(89c) Effect of Surface Modification on Filtration Performance of Gas-Liquid Coalescing Filters (Invited)

Authors: 
Chen, F., Beijing Key Laboratory of Process Fluid Filtration and Separation
Ji, Z., Beijing Key Laboratory of Process Fluid Filtration and Separation
Qi, Q., Beijing Key Laboratory of Process Fluid Filtration and Separation
Great attention has been paid to the purification of liquid particles from exhaust streams by fibrous filters which are mostly wettable. However, it seems that non-wettable filters are more advantageous under certain conditions, with superior gas-liquid filtration performance. Hence, the requirement of modifying the surface properties of present wettable filters is increasing, because the fiber surface characteristics can not only alter shapes of liquid particles on the fiber surface, but also influence capture mechanisms of liquid particles carried by the airflow. Especially, the processes of coalescing, transporting and draining of liquid particles are closely related to the fiber surface properties.
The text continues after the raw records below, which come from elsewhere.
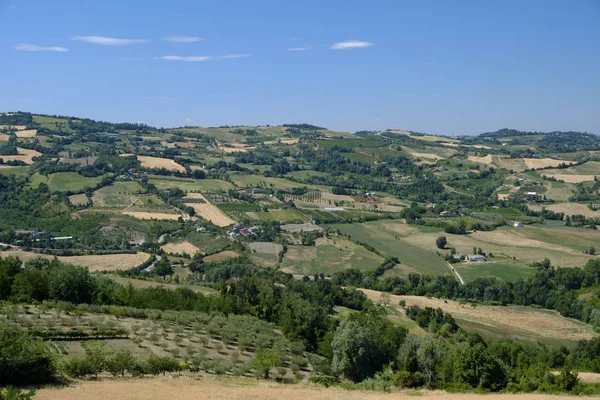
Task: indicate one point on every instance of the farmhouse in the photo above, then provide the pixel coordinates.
(476, 258)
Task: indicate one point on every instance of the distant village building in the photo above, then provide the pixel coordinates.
(476, 258)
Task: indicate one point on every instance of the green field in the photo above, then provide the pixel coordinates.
(64, 181)
(188, 185)
(266, 182)
(502, 268)
(334, 255)
(381, 236)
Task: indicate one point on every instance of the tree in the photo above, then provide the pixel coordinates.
(364, 343)
(70, 283)
(120, 363)
(477, 368)
(441, 242)
(23, 359)
(163, 267)
(264, 360)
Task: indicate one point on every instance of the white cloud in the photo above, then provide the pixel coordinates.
(350, 44)
(201, 58)
(33, 47)
(187, 58)
(183, 39)
(233, 56)
(106, 41)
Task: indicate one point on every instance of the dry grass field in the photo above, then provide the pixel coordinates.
(209, 211)
(15, 127)
(544, 162)
(265, 247)
(25, 155)
(482, 160)
(222, 256)
(157, 162)
(155, 215)
(184, 247)
(79, 200)
(569, 209)
(107, 262)
(514, 321)
(26, 133)
(572, 178)
(246, 389)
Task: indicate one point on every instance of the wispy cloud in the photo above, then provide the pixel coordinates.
(351, 44)
(33, 47)
(201, 58)
(107, 41)
(187, 58)
(183, 39)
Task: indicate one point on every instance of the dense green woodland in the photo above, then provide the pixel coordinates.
(365, 346)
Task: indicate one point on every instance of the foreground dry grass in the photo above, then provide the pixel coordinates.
(106, 262)
(539, 323)
(187, 389)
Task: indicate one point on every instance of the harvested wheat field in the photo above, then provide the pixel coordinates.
(569, 209)
(482, 160)
(209, 211)
(572, 178)
(222, 256)
(157, 162)
(184, 247)
(105, 262)
(185, 145)
(155, 215)
(79, 200)
(244, 388)
(25, 155)
(26, 133)
(544, 162)
(15, 127)
(517, 320)
(239, 148)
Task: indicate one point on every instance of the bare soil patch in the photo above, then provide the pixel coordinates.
(106, 262)
(26, 133)
(184, 247)
(295, 228)
(572, 178)
(25, 155)
(544, 162)
(482, 160)
(209, 211)
(222, 256)
(155, 215)
(569, 209)
(157, 162)
(542, 323)
(246, 389)
(266, 247)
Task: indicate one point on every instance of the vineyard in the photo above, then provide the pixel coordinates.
(208, 244)
(210, 212)
(239, 207)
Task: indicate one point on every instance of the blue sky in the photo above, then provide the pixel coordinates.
(450, 67)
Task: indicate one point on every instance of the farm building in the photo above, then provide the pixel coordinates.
(476, 258)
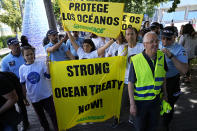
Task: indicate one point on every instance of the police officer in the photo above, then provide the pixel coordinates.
(11, 63)
(146, 80)
(177, 63)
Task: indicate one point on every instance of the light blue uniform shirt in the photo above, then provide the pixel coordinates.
(12, 63)
(179, 53)
(79, 42)
(59, 54)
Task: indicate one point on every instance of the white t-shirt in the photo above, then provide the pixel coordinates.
(84, 55)
(37, 85)
(113, 49)
(131, 52)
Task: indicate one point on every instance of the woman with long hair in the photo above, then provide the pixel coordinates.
(189, 41)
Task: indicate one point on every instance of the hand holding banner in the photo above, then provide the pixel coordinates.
(101, 18)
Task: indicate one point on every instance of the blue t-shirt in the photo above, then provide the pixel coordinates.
(79, 42)
(12, 63)
(179, 53)
(59, 54)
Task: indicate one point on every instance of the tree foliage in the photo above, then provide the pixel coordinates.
(11, 14)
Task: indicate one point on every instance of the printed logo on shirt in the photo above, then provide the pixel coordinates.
(33, 77)
(12, 63)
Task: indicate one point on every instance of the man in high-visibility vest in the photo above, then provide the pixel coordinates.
(146, 81)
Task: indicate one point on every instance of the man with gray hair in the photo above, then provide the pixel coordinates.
(146, 81)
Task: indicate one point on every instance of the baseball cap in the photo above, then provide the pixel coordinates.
(12, 41)
(168, 32)
(51, 32)
(154, 25)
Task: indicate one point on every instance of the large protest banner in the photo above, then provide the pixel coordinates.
(87, 90)
(132, 20)
(101, 18)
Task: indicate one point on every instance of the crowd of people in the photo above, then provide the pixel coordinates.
(156, 58)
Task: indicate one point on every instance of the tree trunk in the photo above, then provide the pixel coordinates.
(50, 14)
(21, 8)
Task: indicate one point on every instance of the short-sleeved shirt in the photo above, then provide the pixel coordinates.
(132, 74)
(131, 52)
(12, 63)
(84, 55)
(33, 76)
(59, 54)
(79, 42)
(180, 54)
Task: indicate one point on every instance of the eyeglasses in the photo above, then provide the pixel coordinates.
(166, 38)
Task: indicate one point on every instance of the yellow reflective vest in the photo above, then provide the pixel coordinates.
(147, 86)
The work aimed at experimentally investigating the effect of surface modification on separation of liquid particles by filters from air streams. Three different methods were applied to modify surface properties of glass microfiber filters, which were commonly in use in industries and were selected as the experimental control, being transferred from wettable to non-wettable. First method was using the silicon dioxide (SiO2) nanoparticles, with a mean diameter of about 100 nm (greatly smaller than the fiber diameters), and they were physically grafted onto fiber surface. The second method was treating filters with fluoropolymer to reduce the surface energy of fibers. The third treating method combined the two strategies above, viz., nano coating followed by polymer fluorination. Therefore, the fibers possessing the best liquid-repellent performance were obtained. All filters were tested with an employment of a filtration performance experimental setup, aiming to evaluate the pressure drop, efficiency and quality factor. The efficiency was derived from both upstream and downstream particle number concentrations, simultaneously utilizing a scanning mobility particle sizer (SMPS) and an aerodynamic particle sizer (APS). The particle sizes taken in this study range from 0.05 to 20 microns.
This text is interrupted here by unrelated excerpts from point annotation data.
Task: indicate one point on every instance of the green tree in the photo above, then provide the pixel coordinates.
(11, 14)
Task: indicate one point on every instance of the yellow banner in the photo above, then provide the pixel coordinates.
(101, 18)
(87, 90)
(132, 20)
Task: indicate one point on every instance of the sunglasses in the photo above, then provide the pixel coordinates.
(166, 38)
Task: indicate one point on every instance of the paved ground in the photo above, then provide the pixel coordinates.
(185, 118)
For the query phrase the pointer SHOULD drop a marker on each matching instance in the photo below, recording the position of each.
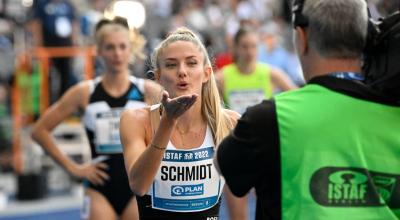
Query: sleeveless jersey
(244, 90)
(186, 186)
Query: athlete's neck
(116, 84)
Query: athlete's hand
(94, 172)
(177, 106)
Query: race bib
(239, 101)
(63, 27)
(187, 181)
(107, 132)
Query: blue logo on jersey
(187, 190)
(134, 94)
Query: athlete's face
(115, 51)
(246, 48)
(181, 69)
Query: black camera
(382, 55)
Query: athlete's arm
(219, 78)
(280, 79)
(251, 150)
(142, 157)
(70, 102)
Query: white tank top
(187, 180)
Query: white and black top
(186, 186)
(101, 120)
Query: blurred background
(41, 57)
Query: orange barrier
(43, 55)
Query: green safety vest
(243, 90)
(340, 156)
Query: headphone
(298, 19)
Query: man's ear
(207, 73)
(157, 76)
(301, 41)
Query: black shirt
(250, 156)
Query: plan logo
(187, 190)
(354, 187)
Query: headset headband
(299, 20)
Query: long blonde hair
(211, 106)
(137, 41)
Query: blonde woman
(108, 195)
(168, 148)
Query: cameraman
(331, 149)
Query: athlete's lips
(183, 85)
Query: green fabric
(234, 81)
(29, 87)
(326, 176)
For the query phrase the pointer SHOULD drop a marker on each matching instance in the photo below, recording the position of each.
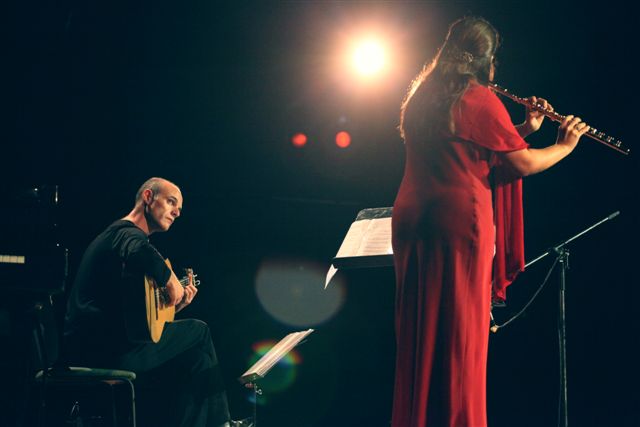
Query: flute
(593, 133)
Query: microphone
(494, 327)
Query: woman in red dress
(457, 226)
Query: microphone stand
(562, 254)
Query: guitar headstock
(189, 278)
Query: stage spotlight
(343, 139)
(299, 140)
(369, 57)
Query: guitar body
(157, 312)
(149, 299)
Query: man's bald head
(156, 185)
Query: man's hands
(175, 291)
(190, 292)
(178, 295)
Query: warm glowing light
(343, 139)
(299, 140)
(369, 57)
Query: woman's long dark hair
(466, 54)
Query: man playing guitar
(178, 379)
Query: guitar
(157, 311)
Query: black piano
(33, 271)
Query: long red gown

It was illustrated in the results that the surface modification played an important role in the surface characteristics and filtration performance of fibrous filters. The three methods mentioned above were all able to change the wettability of filters from wettable condition to non-wettable one. The average oil contact angles were 101°, 107°, and 135°, respectively, for these three different kinds of modified filters. It was found that the nanoparticles were uniformly distributed on the fiber surface by microscopic observation. Furthermore, a pronounced increase of equilibrium efficiency was shown from all modified filters, compared to the control. As expected, it was difficult for the modified filters to be wetted by liquid, which resulted in a reduced equilibrium saturation, suggesting a longer operation lifetime for these filters. However, the results also showed that filters modified by the first and third methods presented slightly higher steady-state pressure drop, as the migration and drainage of liquid particles were negatively affected by grafted nanoparticles. On the whole, a filter, first modified by grafting nanoparticles and then treated with fluorination, had the overall best filtration performance in the steady state, with a highest quality factor of 0.84 kPa-1for the particles measured by the SMPS and of 1.82 kPa-1 for the particles measured by the APS.